Christians regularly make much of 2 Timothy 4:13: "When you come, bring the cloak that I left with Carpus at Troas, also the books, and above all the parchments." Paul knew he would soon be executed, but he still asked Timothy to bring him books and parchments (i.e., the Scriptures). God took this simple request and made it Holy Scripture. That means God wants us to see Paul's passion for growth by learning. In an age of entertainment and illiteracy, we need Paul's example.
"Get Mark and bring him with you, for he is very useful to me for ministry."

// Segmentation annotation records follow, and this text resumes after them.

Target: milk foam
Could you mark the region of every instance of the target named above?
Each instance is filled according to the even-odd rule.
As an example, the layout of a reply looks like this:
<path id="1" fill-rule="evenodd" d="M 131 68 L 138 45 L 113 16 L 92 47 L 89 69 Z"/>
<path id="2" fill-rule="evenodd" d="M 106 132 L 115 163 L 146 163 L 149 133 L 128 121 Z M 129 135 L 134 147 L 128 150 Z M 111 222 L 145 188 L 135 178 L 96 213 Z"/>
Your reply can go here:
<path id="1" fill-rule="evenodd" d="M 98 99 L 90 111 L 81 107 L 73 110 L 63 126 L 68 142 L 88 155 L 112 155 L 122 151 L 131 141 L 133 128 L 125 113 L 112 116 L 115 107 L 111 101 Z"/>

But what about Paul's request in 2 Timothy 4:11: "Luke alone is with me. Get Mark and bring him with you, for he is very useful to me for ministry." Paul didn't just need books. He didn't just need the Bible. He needed Mark -- a living, breathing, born-again brother in Christ.
Paul talks about his need for books in one letter. He talks about his need for people in most all his letters. All throughout his writings, the apostle emphasizes his dependence on others for his life and ministry. (E.g., Romans 16:1-16, 1 Corinthians 16:17-18, Philippians 2:19-30, Colossians 4:7-14) He was rarely alone. And when he was alone, he felt his need and asked for help (2 Timothy 4:11). This, too, is Paul's example for us.
Since its start, reading has been important to the church's mission. But let's not forget that Paul talks more about people than he talks about books. Let's work together to be together, to be disciples who are "very useful for ministry."